Every time I hear an (elected) Republican speak, it's nothing but spin. Plus, I've been pretty well convinced they could get a lot of concessions out of Obama, if they weren't so political.

And I'm still not sure why they can't be talked into going along with higher taxes for the super rich--I'd say the majority of folks making $10 million or more a year probably vote for the Democrats, anyway. I understand why they don't want takes going up on folks making $250k, but, even then, they shouldn't be holding tax cuts for middle-class Americans hostage to extending tax cuts for the well-to-do. And, frankly, if it's not an economically good idea to raise taxes on people making $250k a year or more, then that negative economic impact will tarnish Obama and the Democrats, so . . .

Ah, politics.

Posted by: Kevin_Willis | August 9, 2010 9:49 AM | Report abuse


You mean there is no catfood commission? really? Ya I know they all do it but for some strange reason I hold Ezra to a higher standard because he has in the past tried to stay above the fray with his willingness to at least listen to the Paul Ryan's of the world. That's why when he "falls off the non-partisan wagon" it upsets me as it does. Everyone with half a brain knows Limbaugh and Beck et al are partisan hacks and should judge their points accordingly. The most dangerous ones to me are the partisans on either side that blur their partisanship with non-partisanship.

Posted by: visionbrkr | August 9, 2010 10:15 AM | Report abuse

"@visionbrkr: "Everyone with half a brain knows Limbaugh and Beck et al are partisan hacks and should judge their points accordingly."

You know, Limbaugh is actually very good when the Republicans are in charge. Right now, all the talk about the Obama regime and whatnot grates on me . . . still worth listening to for the sound bites that the MSM (as conservatively biased as it supposedly is) still somehow manages to miss, when it makes Democrats or liberals sounds bad, hypocritical, or crazy. Much better conservative commentators are Dennis Miller (I listen to his intereviews, as there's a Dennis Miller podcast that gives the interviews from his show for free) and the Ricochet Podcast. Of course, I love Rob Long, but James Lileks and even Tucker Carlson appear frequently.

"The most dangerous ones to me are the partisans on either side that blur their partisanship with non-partisanship."

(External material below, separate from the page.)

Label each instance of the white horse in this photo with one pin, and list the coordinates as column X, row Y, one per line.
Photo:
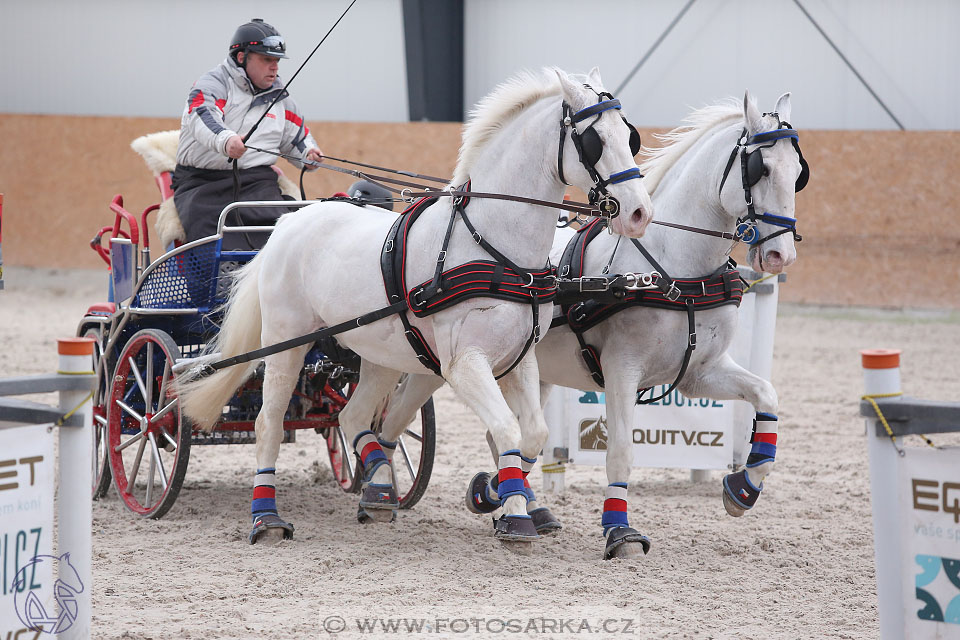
column 693, row 183
column 322, row 266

Fair enough, but you do have to expect partisans to view the world in a certain way, and operate on the assumption that certain facts (anthropogenic global warming is proven, tax cuts don't stimulate the economy, ever) are so hard-wired into the belief system that it's not bias as much as it is a mild form of myopia. Ergo, it's not intentionally disingenuous, it's just the nature shape of their world view.

And, while I didn't read the piece, the right seems so out of phase with the facts regarding the Obama administration, I'm not gonna hold a little spin against his supporters. If one side was going out of it's way to be rational, that would be one thing. However, Tea Partiers are Nazis and Democrats are Communists so . . . my expectation have been so lowered that just avoiding calling anybody a socialist or a Nazi strikes me as a high level of political decorum. ;)

Posted by: Kevin_Willis | August 9, 2010 10:30 AM | Report abuse

Titus Andronicus is the truth...

Posted by: ThomasEN | August 9, 2010 11:27 AM | Report abuse

Re: photography interlude

That reminds me of this classic Calvin and Hobbes strip:

It certainly is strange to see the distant past in color.